La femme du pasteur déplace hors du sanctuaire le groupe d'intimité féminin tenu après le culte

Une rencontre hebdomadaire discrète tenue dans le sanctuaire d'une église, où des femmes chrétiennes cherchaient à faire face à un sentiment d'épuisement émotionnel et d'insatisfaction dans leur mariage, ne sera plus accueillie sur le domaine de l'église. Candy, la femme du pasteur qui organisait discrètement les réunions à l'insu de son mari, a conclu que le sanctuaire n'était pas le cadre approprié pour ce type d'activité.
Elle a également annoncé qu'elle se retirait de ses responsabilités à l'église, déclarant se sentir désormais appelée à aider les femmes d'une manière que l'institution, selon elle, n'est pas en mesure d'offrir. "Ce n'est pas moi qui rejette l'Église," a-t-elle déclaré au THE WEEKEND STAR. "Je reconnais simplement que ce travail particulier exige un environnement différent."
Depuis environ cinq ans, Candy organise ce groupe privé pour des femmes qui décrivaient leur mariage, ou leur vie en général, comme dénué de passion. Chaque semaine, après le culte du dimanche, elle et environ 25 femmes se réunissaient dans le sanctuaire, où des hommes recrutés à cette fin étaient amenées pour fournir des services intimes. Depuis que ce journal a fait état pour la première fois des activités du groupe, plusieurs femmes ont cessé de se présenter.
Candy a déclaré que cette expérience lui a appris que les limites comptent davantage qu'elle ne le pensait auparavant. "À l'avenir, il y aura des lignes directrices claires sur ce qu'est l'espace et sur ce qu'il n'est pas," a-t-elle dit. "Depuis que je me suis exprimée publiquement, j'ai perdu quelques participantes, et cela m'a vraiment poussée à réfléchir à tout cela. Je dois créer un environnement contrôlé et respectueux où les gens peuvent réellement traiter ce qu'ils traversent."
La révélation a suscité une vive polémique. Certains membres du clergé ont condamné ces réunions comme totalement inappropriées, tandis que d'autres ont suggéré que la situation avait attiré l'attention sur un débat plus profond et longtemps ignoré sur l'intimité et le contentement dans les mariages chrétiens.

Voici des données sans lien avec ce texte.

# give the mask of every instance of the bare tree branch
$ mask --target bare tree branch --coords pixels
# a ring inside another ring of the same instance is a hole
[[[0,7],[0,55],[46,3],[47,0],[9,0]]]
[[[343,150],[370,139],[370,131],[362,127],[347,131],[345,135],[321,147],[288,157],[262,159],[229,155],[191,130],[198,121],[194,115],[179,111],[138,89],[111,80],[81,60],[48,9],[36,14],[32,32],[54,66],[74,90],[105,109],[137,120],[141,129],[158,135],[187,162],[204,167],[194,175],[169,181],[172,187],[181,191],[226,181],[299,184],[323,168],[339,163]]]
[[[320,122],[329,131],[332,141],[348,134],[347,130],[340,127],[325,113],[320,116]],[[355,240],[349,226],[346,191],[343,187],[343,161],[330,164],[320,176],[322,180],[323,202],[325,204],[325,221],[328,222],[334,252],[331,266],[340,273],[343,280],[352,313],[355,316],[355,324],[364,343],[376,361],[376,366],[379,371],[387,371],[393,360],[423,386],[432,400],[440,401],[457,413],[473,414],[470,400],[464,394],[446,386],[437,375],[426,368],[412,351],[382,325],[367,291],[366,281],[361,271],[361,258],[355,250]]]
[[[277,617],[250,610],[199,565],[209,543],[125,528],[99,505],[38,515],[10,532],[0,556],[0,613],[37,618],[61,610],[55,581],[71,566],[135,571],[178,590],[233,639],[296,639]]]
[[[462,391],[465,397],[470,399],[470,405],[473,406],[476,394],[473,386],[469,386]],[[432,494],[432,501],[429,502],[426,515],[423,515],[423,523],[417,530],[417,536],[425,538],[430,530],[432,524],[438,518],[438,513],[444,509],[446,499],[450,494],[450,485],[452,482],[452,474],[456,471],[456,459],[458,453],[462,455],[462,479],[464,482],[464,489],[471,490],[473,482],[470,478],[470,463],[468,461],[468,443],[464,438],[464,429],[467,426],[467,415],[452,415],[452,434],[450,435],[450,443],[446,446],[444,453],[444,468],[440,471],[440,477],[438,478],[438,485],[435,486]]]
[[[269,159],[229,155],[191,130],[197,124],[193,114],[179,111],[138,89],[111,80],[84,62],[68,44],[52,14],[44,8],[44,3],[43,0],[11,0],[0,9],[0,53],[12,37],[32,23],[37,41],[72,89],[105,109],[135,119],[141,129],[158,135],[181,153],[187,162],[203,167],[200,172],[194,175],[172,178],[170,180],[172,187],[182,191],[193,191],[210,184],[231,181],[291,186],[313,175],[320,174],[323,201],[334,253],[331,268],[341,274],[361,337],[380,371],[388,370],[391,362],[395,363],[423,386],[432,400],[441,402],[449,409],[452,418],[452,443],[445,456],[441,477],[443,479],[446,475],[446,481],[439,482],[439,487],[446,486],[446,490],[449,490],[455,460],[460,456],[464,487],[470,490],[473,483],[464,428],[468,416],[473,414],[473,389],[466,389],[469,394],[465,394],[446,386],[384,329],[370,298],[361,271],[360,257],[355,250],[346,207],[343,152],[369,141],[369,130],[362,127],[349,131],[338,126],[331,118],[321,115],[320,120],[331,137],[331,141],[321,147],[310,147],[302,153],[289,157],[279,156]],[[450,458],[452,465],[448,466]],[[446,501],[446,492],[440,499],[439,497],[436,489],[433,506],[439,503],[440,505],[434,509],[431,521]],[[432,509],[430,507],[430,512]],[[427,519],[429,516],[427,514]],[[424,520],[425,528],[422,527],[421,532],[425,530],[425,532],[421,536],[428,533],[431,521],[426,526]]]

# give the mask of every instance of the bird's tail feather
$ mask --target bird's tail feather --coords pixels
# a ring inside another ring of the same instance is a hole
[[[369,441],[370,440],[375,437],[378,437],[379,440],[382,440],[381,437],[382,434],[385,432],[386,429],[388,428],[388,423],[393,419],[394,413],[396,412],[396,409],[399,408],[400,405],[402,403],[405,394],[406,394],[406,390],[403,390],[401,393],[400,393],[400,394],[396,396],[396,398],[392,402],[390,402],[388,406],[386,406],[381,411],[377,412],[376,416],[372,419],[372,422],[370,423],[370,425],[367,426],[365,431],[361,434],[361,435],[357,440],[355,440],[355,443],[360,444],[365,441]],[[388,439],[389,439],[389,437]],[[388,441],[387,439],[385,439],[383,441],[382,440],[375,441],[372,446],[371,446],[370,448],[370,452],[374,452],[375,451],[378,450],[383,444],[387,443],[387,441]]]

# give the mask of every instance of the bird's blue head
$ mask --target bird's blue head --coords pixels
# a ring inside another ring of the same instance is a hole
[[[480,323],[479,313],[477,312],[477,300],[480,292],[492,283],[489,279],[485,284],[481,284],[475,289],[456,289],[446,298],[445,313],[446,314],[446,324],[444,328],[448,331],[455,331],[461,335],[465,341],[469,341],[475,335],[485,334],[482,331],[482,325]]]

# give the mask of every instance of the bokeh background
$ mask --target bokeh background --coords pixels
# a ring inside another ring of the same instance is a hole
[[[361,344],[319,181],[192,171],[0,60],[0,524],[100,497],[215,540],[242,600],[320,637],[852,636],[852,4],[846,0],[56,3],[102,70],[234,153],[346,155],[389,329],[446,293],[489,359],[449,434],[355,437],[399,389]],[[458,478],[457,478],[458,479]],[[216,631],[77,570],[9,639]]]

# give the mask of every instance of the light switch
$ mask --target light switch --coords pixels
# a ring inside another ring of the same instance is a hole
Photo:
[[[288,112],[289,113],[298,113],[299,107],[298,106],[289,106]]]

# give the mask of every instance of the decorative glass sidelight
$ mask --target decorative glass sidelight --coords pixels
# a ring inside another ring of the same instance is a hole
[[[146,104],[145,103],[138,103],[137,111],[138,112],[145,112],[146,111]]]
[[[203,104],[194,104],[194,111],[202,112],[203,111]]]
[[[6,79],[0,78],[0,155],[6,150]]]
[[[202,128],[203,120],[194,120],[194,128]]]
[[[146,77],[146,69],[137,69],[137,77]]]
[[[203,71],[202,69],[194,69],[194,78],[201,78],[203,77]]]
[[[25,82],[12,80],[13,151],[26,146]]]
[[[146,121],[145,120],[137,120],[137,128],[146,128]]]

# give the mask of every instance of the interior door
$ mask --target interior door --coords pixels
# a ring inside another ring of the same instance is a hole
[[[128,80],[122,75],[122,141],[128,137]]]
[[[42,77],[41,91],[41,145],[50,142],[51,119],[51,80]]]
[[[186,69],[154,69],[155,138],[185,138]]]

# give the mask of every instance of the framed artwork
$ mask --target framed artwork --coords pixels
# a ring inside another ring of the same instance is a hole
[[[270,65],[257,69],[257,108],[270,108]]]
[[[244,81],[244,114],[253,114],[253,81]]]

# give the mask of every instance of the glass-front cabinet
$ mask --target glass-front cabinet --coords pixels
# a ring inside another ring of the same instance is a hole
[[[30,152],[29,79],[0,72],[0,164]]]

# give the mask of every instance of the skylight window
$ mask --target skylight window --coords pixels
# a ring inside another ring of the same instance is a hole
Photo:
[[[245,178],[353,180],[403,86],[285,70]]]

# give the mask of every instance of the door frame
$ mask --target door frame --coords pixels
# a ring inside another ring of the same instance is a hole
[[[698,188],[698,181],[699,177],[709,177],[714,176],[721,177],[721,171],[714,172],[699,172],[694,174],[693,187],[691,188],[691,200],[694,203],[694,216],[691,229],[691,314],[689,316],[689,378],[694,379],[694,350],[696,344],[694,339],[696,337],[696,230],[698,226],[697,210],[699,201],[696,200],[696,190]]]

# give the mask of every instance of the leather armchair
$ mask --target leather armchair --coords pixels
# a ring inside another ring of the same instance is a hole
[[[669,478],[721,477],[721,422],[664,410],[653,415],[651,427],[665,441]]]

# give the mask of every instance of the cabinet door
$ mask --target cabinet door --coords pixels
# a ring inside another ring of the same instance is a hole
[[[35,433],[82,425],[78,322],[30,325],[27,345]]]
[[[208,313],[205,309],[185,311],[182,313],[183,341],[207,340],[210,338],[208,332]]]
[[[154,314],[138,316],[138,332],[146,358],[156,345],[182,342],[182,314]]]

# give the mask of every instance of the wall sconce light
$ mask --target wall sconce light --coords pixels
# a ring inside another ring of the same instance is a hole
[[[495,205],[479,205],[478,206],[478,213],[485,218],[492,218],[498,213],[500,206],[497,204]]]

Pour Candy, la réaction du public n'a fait que confirmer son avis selon lequel les problèmes sous-jacents sont plus graves que beaucoup ne veulent l'admettre. "Je comprends pourquoi les gens ont réagi comme ils l'ont fait," a-t-elle déclaré. "De l'extérieur, il est facile de réduire cela à quelque chose de sensationnel. Mais ce n'est pas toute l'histoire. Parfois, ce qui paraît mal en surface est en réalité une réponse à quelque chose qui a été ignoré trop longtemps."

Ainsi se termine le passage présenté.